Apache Sqoop Changes

After upgrading from CDH to CDP, Sqoop action errors are not logged due to an change in the log4j configuration. You must configure Oozie to log Sqoop action errors in the Oozie launcher log.

Before Upgrade to CDP

The Sqoop action in an Oozie workflow log errors to the Oozie launcher log. For example:
>>> Invoking Sqoop command line now >>>
 2021-01-11 09:58:21,438 [main] WARN  org.apache.sqoop.tool.SqoopTool  - $SQOOP_CONF_DIR has not been set in the environment. Cannot check for additional configuration.
 2021-01-11 09:58:21,489 [main] INFO  org.apache.sqoop.Sqoop  - Running Sqoop version: 1.4.7.7.1.5.0-257
 2021-01-11 09:58:21,503 [main] WARN  org.apache.sqoop.tool.BaseSqoopTool  - Setting your password on the command-line is insecure. Consider using -P instead.
 2021-01-11 09:58:21,516 [main] WARN  org.apache.sqoop.ConnFactory  - $SQOOP_CONF_DIR has not been set in the environment. Cannot check for additional configuration.
...

After Upgrade to CDP

The Sqoop action in an Oozie workflow does not log errors to the Oozie launcher log. For example:
>>> Invoking Sqoop command line now >>>
09:39:49.715 [main] INFO  org.apache.hadoop.conf.Configuration.deprecation - mapred.jar is deprecated. Instead, use mapreduce.job.jar
09:39:49.738 [main] INFO  org.apache.hadoop.conf.Configuration.deprecation - mapred.map.tasks is deprecated.
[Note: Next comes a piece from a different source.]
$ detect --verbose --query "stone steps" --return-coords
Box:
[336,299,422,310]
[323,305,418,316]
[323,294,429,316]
Instead, use mapreduce.job.maps
09:39:49.974 [main] INFO  org.apache.hadoop.mapreduce.JobResourceUploader - Disabling Erasure Coding for path: /user/cloudera/.staging/job_1609912545960_0013
09:39:50.347 [main] INFO  org.apache.hadoop.mapreduce.JobSubmitter - Cleaning up the staging area /user/cloudera/.staging/job_1609912545960_0013 
<<< Invocation of Sqoop command completed <<< 
No child hadoop job is executed.
Intercepting System.exit(1) 
java.lang.reflect.InvocationTargetException
at sun.reflect.NativeMethodAccessorImpl.invoke0(Native Method)
...           

Action Required

Configure the Sqoop action to use the log4j1 configuration for this Sqoop action and the Hue workspace only.
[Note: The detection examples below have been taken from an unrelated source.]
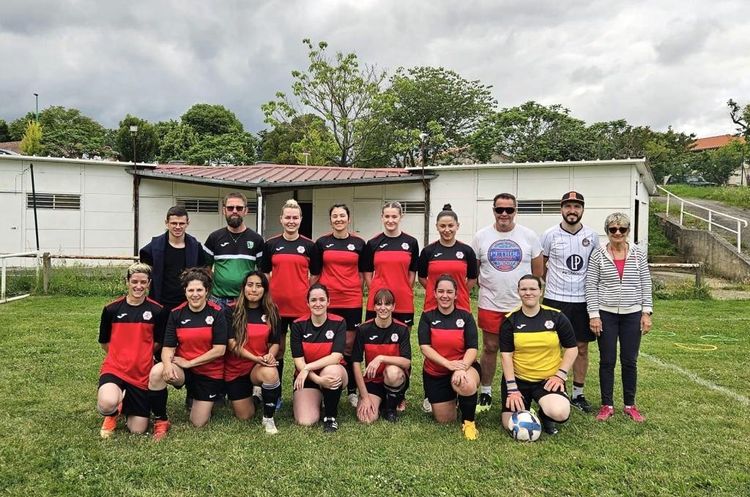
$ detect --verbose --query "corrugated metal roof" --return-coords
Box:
[138,164,435,188]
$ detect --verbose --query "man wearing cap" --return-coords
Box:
[471,193,544,412]
[542,191,599,413]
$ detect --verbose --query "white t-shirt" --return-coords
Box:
[471,224,542,312]
[542,224,599,302]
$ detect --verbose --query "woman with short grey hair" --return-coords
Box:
[586,212,653,423]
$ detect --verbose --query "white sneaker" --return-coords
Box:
[260,418,279,435]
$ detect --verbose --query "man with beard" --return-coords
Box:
[542,191,599,413]
[204,192,264,308]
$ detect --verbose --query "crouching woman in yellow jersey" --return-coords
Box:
[500,274,578,435]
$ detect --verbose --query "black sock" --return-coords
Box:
[344,355,357,393]
[320,388,341,418]
[260,381,281,418]
[148,388,169,421]
[458,393,477,421]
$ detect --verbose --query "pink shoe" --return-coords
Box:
[622,406,646,423]
[596,406,615,421]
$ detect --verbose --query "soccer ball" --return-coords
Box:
[508,411,542,442]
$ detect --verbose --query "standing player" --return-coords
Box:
[471,193,544,412]
[542,192,599,413]
[360,202,419,328]
[352,288,411,423]
[261,199,320,408]
[315,204,365,407]
[139,205,206,311]
[96,263,167,438]
[204,192,263,308]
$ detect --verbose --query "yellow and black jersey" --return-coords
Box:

  1. Create a log4j.properties file and upload it to the lib directory in the workflow.xml path inside HDFS.
    log4j.rootLogger=INFO , A
    log4j.logger.org.apache.sqoop=INFO, A
    log4j.additivity.org.apache.sqoop=false
    log4j.appender.A=org.apache.log4j.ConsoleAppender
    log4j.appender.A.layout=org.apache.log4j.PatternLayout
    log4j.appender.A.layout.ConversionPattern=%d [%t] %-5p %c %x - %m%n
    log4j.logger.org.apache.sqoop=INFO, A              
  2. In the workflow.xml file or in the Sqoop action in Hue interface, configure the Sqoop action to use the log4j.properties file by configuring SqoopAction > Properties > yarn.app.mapreduce.am.admin-command-opts: Dlog4j.configuration=log4j.properties.

Check Parquet writer implementation property

You might need to set the Parquet writer implementation property to hadoop. In releases before CDP 7.1.6/Cloudera Manager 7.3.1, the Parquet writer implementation property (parquetjob.configurator.implementation) default was not hadoop.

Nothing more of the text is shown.